Es así como Luisa realiza una intervención efímera en el Hito al Trópico de Capricornio, un monumento situado a 28 km al norte de Antofagasta. Considerándolo una suerte de ruina del siglo XX, Luisa adhiere carteles elaborados con materiales orgánicos que ocupan el espacio vacío dejado por las placas de bronce extraviadas de la construcción. Este gesto reconfigura el monumento, situándolo en la presente era de Sagitario y en el misterio insondable de la futura era de Ofiuco, al tiempo que establece un diálogo entre lo patrimonial y los lenguajes y prácticas del arte urbano.

“Los robos de las placas son la reminiscencia de un futuro hipotético en el que nuestras construcciones semánticas están ausentes pero nuestros hitos monumentales permanecen, ruinosos, como contenedores de palabras y conocimientos perdidos. Los rectángulos y los esquineros vacíos son un espacio disponible que permite, a quien quiera hacerlo, dotar al monumento de nuevos sentidos”, explica la artista.

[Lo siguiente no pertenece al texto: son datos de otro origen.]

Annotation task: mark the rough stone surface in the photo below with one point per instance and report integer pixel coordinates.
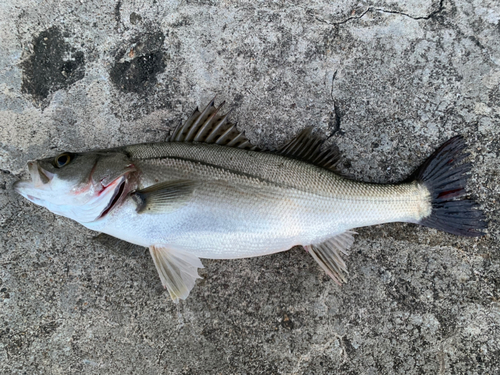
(390, 80)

¿Habrá entonces alguien que recuerde los nombres de nuestras constelaciones? ¿Habrá alguien que pueda celebrar el cambio de era? ¿Será, después de todo, un tiempo de sanación? 
—Luisa Ordoñez
Luisa Ordoñez y participantes de su taller Dos líneas, muchos trópicos: La Tierra y la consideración poética del lugar que ocupamos en ella, 2024. Cortesía: SACO
Luisa Ordoñez y participantes de su taller Dos líneas, muchos trópicos: La Tierra y la consideración poética del lugar que ocupamos en ella, 2024. Cortesía: SACO

Luisa guio el taller Dos líneas, muchos trópicos: La Tierra y la consideración poética del lugar que ocupamos en ella, donde profundizó en las relaciones humanas y su semejanza con las constelaciones. Mediante una madeja de lana y roca, los participantes fueron “tejiendo” estos grupos de estrellas. La instancia contó con la colaboración del Consulado de Colombia en Antofagasta y la participación del astrofísico Danilo González.

Los talleres y charlas impartidos por los participantes de la residencia se realizaron como parte de una retribución, alineados con los lineamientos de SACO y su programa Escuela sin escuela, cuyo objetivo es impulsar y fomentar el desarrollo artístico en la región. A través de estas y otras iniciativas, SACO reafirma su propósito de posicionar al Desierto de Atacama como un terreno fértil para la creación e investigación artística, destacando la diversidad y riqueza del territorio y conectándolo con creadores de todo el mundo.